Your Guide To Turkey



FROM MAIDENS'S CASTLE TO THREE SISTERS

Turkey's Mediterranean region welcomes tens of thousands of holidaymakers every year, mostly in Antalya and its environs. But other parts of the same coast that are less well known also offer fascinating historical sights and beautiful scenery. The area around Mersin east of Antalya is one such destination. The cooler autumn months are particularly suitable for sightseeing in this region, and we have chosen Maiden's Castle and its environs to tell you about this month. On our way to the castle we stopped off to visit Kanlidivane, 25 kilometres north of the town of Silifke.
Kanlidivane is a fearsome swallow hole, around which stand Roman and Byzantine buildings. The most striking of the sights here is undoubtedly the stone figures who have sat unmoving for centuries on the south wall of the pit. They perhaps represent an emperor with his empress and family. According to legend prisoners were thrown into the pit to be eaten by lions, watched by the local nobility, hence the name Kanlidivane or Place of Bloodshed.

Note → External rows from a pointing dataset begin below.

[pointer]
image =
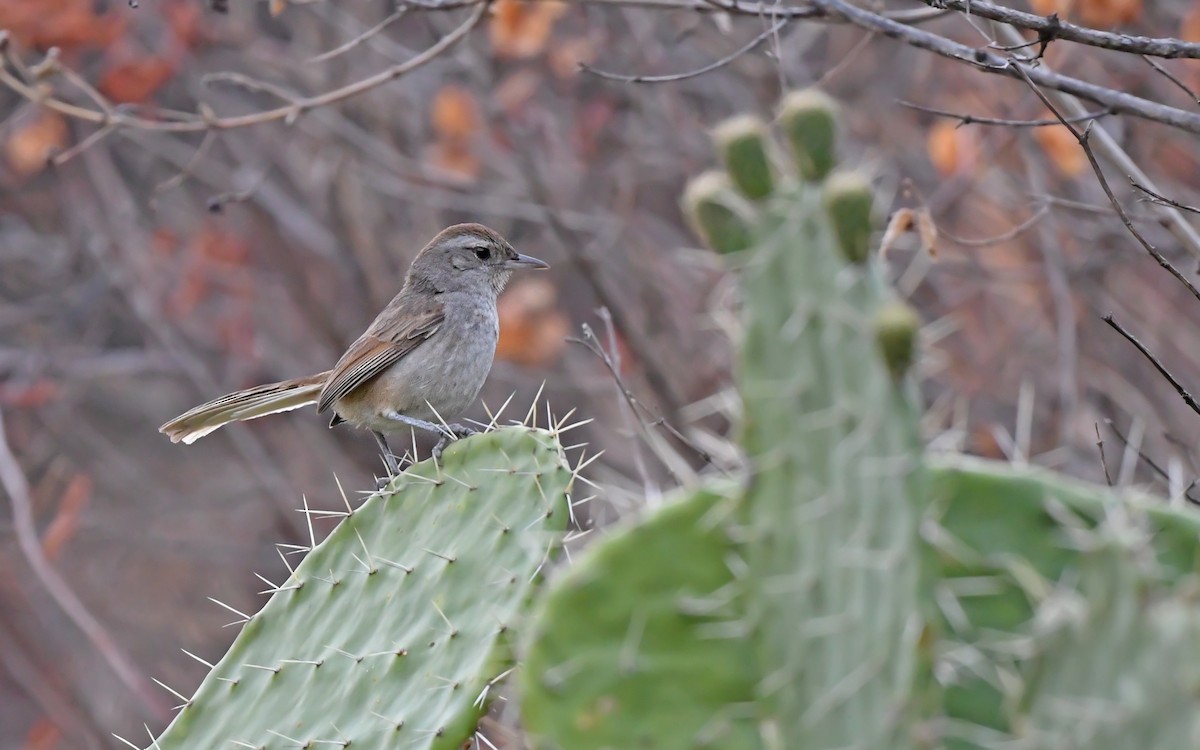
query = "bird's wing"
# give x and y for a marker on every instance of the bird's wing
(400, 329)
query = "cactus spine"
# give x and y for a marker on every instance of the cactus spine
(388, 633)
(882, 599)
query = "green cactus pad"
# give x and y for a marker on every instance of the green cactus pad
(717, 214)
(837, 493)
(743, 145)
(1069, 612)
(897, 325)
(390, 629)
(639, 645)
(809, 120)
(849, 201)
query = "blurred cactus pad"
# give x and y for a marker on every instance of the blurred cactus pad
(390, 631)
(855, 592)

Continuing southwards to the coast you come to a castle standing in the middle of the sea. Kiz Kalesi, or Maiden's Castle, lies 200 metres offshore on a tiny islet. The view of a castle surrounded by water is so striking, that one tends not to notice the second castle facing it on dry land. Both castles used to keep watch over Corycus, one of the most important ports of the Eastern Mediterranean in the middle ages. Both castles were built in the early 12th century during the Byzantine period by Armenian kings of the Rubenian dynasty, and once upon a time were linked by a wall which stretched out to sea. Maiden's Castle was constructed on the tiny island of Crambusa, which was a pirate stronghold.

According to the legend which lent the castle its popular name, a king living in Mersin to the east of here prayed night and day that God might grant him a daughter. Finally his wish came true, and a beautiful daughter was born to him. As she grew older, she won everyonful love, not only for her beauty but for her kindness.

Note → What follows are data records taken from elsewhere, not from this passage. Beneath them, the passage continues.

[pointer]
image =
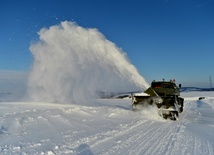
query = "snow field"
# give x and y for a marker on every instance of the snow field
(108, 127)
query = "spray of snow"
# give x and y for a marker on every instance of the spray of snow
(72, 64)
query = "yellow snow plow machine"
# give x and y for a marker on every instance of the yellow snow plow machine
(165, 95)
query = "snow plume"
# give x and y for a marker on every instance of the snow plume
(72, 64)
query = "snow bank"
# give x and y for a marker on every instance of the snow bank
(73, 64)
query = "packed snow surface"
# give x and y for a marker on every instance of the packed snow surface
(107, 127)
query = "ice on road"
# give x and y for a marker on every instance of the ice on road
(108, 127)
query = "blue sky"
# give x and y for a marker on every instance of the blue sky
(162, 38)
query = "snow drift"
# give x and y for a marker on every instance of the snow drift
(72, 64)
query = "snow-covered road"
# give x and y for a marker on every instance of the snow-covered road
(108, 127)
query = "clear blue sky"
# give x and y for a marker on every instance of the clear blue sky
(162, 38)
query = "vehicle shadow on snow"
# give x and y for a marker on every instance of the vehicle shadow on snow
(84, 149)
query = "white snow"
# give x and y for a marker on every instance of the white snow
(72, 65)
(108, 127)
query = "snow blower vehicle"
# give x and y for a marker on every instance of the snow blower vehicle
(165, 95)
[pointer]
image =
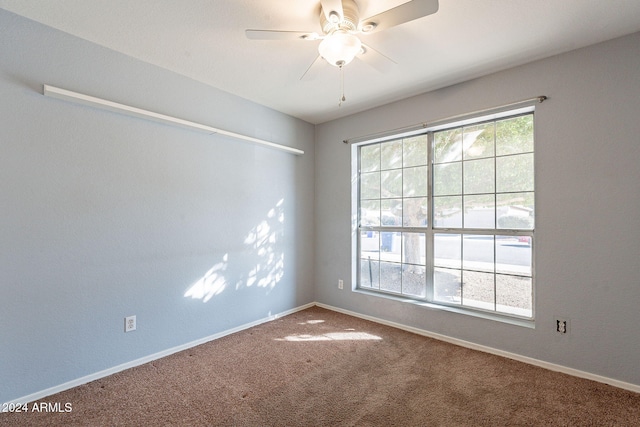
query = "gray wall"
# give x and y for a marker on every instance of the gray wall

One day a fortune teller came to the city, and the king invited her to the palace to learn what the future held in store. When the fortune teller looked at the princss'sf hand, she fell silent. The king insisted on hearing what she had seen, and she told him that his daughter would be bitten by a snake and die. Her father was determined to do everything in his power to avert this fate, and so he built a castle of white stone on a tiny island 60 kilometres away, and sent his daughter to live there. One day, however, a snake concealed in a basket of grapes sent from the palace bit the princess and she died. Henceforth the castle became known as Maiden's Castle.
The walls of the castle are 900 metres long. Recently concerts have been helt here. Now, Maiden's Castle stands uninhabited, the pirates but a memory and the city it guarded so faithfully in ruins.A few kilometres west of the castle is Adamkayalar, where Roman reliefs can be seen carved on the steep rock wall of the Seytan river valley. These date from the 1st-2nd centuries BC, and mark the site of ancient graves.

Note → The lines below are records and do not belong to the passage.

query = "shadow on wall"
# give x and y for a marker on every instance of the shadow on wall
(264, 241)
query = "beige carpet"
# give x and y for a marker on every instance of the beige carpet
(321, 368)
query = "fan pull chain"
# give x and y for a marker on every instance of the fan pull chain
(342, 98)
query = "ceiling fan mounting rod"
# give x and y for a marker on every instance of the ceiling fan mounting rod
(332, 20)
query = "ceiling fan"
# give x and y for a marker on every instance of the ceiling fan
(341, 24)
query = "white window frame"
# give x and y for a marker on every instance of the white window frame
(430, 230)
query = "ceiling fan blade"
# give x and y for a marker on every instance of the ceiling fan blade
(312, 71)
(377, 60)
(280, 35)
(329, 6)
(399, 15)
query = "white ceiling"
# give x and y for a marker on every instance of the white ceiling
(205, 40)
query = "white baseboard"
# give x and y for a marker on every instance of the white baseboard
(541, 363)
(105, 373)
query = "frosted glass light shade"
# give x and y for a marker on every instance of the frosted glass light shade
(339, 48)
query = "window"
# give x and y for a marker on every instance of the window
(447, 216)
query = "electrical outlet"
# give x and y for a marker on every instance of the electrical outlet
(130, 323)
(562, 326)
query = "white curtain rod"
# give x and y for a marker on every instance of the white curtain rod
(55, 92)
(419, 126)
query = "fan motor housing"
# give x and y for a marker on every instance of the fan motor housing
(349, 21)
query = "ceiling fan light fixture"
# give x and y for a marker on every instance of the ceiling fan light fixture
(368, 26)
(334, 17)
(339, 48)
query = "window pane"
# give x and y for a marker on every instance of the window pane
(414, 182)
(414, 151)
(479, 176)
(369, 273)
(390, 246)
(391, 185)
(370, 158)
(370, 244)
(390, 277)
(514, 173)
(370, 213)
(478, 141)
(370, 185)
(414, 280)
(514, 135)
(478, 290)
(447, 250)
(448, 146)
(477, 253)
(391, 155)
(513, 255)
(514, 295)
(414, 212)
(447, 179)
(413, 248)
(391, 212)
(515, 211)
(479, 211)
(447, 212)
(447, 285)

Further along the same road are two more renowned swallow holes, known as Cennet (Heaven) and Cehennem (Hell). Both these huge pits were created by the collapse of the roofs of caverns gouged out of the limestone by underground rivers. Cennet is the largest, measuring 200 metres wide and 70 metres deep. A flight of 452 steps dating from the Roman period leads down to the bottom. At the 300th step is the Church of St Mary, built in the 5th or 6th century at the mouth of a cave. This is the mouth of an enormous cave system, and as you penetrate deeper inside, if you put your ear to the rock wall you can hear the sound of the rushing underground river. It was this river which ancient people called the Styx, and believed to flow through the underworld of the dead.A short way from Cennet is Cehennem, a pit which is far more intimidating in appearance. Although only 50 metres wide, Cehennem is 120 metres deep and has sheer sides impossible to descend. When you see it, you are in no doubt that Hell is an appropriate name for this gaping hole in the earth.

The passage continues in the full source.